Race and Paradoxical Representation
Neema Begum, Michael Bankole, Shardia Briscoe-Palmer, Dan Godshaw, and Rima Saini employ an intersectional approach to re-appraise the relationship between descriptive and substantive representation, theorizing instances in which certain ethnic minority politicians not only refrain from substantively representing the constituencies that they substantively represent, but actively act against those constituents. The authors introduce the concept of “paradoxical representation” to capture this phenomenon, which they argue occurs in a context of “hegemonically white and patriarchal structures on ethnically diverse conservative politics.” In so doing, Begum et al demonstrate the value of investigating the range of ideological perspectives among people of color and how the racing and gendering within institutions shapes representation.
Disability and Global South Perspectives
Adetokunbo Johnson contributes an application of intersectionality in two ways which have thus far remained understudied: intersections between gender and disability and intersectionality in a global south context. Her analysis of the Protocol to the African Charter on Human and Peoples’ Rights on the Rights of Women in Africa, also known as the Maputo Protocol, highlights the ways in which Article 14(2)(C) simultaneously promotes “recognition and support of African women’s reproductive autonomy,” while also risking “perpetuation of prevalent stigma and discrimination against women with disabilities” without “deliberate and intentional intersectional interpretation.” This analysis exposes the limits of single axis approaches and the ambivalences experienced by multi-marginalized groups in many other contexts.
Gender and Ethnicity in a Cross-National Context
Fan Lu examines Asian women candidates for office in the US and Canada. In this innovative work, Lu shows that Asian Canadians face more barriers to achieving descriptive representation than do Asian American women, due in part to the deference of recruitment to male-dominated religious organizations within particular communities. By moving beyond an assumption that shared racial identity would lead to identical experiences for Asian women candidates, this study reinforces the importance of keeping in mind the role of context when conducting studies on women of color and their entrance into electoral politics.

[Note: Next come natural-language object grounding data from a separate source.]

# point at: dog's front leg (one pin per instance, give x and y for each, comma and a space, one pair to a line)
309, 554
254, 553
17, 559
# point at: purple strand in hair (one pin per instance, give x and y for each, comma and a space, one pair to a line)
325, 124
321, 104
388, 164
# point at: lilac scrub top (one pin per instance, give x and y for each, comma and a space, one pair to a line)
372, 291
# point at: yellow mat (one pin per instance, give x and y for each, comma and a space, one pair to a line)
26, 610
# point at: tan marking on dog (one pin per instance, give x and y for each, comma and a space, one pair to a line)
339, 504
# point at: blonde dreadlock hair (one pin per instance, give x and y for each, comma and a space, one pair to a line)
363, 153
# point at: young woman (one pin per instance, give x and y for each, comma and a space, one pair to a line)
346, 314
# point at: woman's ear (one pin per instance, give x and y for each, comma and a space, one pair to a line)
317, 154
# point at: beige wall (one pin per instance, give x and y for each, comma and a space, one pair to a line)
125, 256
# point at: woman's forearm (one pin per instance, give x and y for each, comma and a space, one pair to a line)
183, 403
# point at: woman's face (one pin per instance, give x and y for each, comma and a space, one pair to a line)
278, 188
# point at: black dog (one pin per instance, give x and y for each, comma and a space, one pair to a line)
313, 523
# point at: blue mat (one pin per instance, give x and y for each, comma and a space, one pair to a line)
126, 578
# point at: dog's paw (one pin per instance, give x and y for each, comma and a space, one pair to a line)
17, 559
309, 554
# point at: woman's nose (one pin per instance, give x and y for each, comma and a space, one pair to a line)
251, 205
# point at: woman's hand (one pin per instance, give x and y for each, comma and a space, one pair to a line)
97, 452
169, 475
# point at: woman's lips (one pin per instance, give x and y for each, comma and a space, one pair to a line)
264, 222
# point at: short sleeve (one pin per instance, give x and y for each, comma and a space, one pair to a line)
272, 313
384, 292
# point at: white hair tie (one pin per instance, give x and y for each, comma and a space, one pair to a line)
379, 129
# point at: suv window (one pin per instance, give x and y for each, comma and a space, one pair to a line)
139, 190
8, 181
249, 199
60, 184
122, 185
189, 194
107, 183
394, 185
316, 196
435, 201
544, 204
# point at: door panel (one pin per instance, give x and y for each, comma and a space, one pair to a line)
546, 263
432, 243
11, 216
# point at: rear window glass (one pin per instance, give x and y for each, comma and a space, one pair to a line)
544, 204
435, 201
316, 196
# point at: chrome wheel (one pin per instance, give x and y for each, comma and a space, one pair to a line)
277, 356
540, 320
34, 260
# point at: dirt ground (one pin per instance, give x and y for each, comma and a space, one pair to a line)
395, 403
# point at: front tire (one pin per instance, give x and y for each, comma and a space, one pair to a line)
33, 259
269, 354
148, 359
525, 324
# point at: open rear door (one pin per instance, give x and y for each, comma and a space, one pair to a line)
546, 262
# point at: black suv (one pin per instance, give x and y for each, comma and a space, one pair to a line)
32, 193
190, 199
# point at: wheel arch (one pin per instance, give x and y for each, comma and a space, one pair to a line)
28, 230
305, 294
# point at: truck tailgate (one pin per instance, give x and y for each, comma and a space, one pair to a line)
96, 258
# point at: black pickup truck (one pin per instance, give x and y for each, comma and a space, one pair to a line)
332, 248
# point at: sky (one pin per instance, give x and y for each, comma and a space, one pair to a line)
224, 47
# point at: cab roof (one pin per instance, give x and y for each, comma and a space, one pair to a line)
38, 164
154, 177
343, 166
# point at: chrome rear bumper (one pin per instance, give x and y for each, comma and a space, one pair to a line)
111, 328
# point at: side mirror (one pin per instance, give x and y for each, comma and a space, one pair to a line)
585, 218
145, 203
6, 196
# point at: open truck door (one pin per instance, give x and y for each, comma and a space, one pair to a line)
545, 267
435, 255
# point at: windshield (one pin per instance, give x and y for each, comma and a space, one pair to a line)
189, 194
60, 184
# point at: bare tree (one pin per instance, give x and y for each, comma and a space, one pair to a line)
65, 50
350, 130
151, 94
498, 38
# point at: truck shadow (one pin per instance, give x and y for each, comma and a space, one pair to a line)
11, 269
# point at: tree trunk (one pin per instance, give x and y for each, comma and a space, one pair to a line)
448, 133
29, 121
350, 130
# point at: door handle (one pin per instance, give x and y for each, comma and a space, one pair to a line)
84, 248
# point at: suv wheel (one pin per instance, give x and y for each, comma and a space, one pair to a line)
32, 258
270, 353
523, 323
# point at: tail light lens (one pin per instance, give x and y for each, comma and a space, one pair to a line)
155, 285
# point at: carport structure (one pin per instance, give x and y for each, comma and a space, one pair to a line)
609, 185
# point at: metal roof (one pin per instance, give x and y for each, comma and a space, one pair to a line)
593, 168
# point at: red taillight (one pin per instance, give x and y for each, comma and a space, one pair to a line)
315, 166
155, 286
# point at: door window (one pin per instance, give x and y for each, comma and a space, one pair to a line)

Advancing Intersectional Research on Representation
By presenting this collection, the authors and editors hope to generate further research into the diversity within various political categories that thus far have only been presented as homogenized groups. In doing so, political science will come closer to understanding real political lives and move away from tokenism both of its subjects and of political diversity itself. We hope to engage senior scholars whose initial research has created the foundations upon which to build as well as the cutting-edge contributions of those most recently inaugurated into the discipline into this conversation. We recognize that this may be an uncomfortable undertaking that may question the findings of long-standing works and invite self-interrogations of methodological choices throughout the canon. Our own work may be found in the crosshairs, and we welcome the opportunity to question our own assumptions and learn new ways of inquiry. We see this reflection as an opportunity for all scholars to expand our understanding and work collaboratively to better illustrate the political world in which we all strive for representation.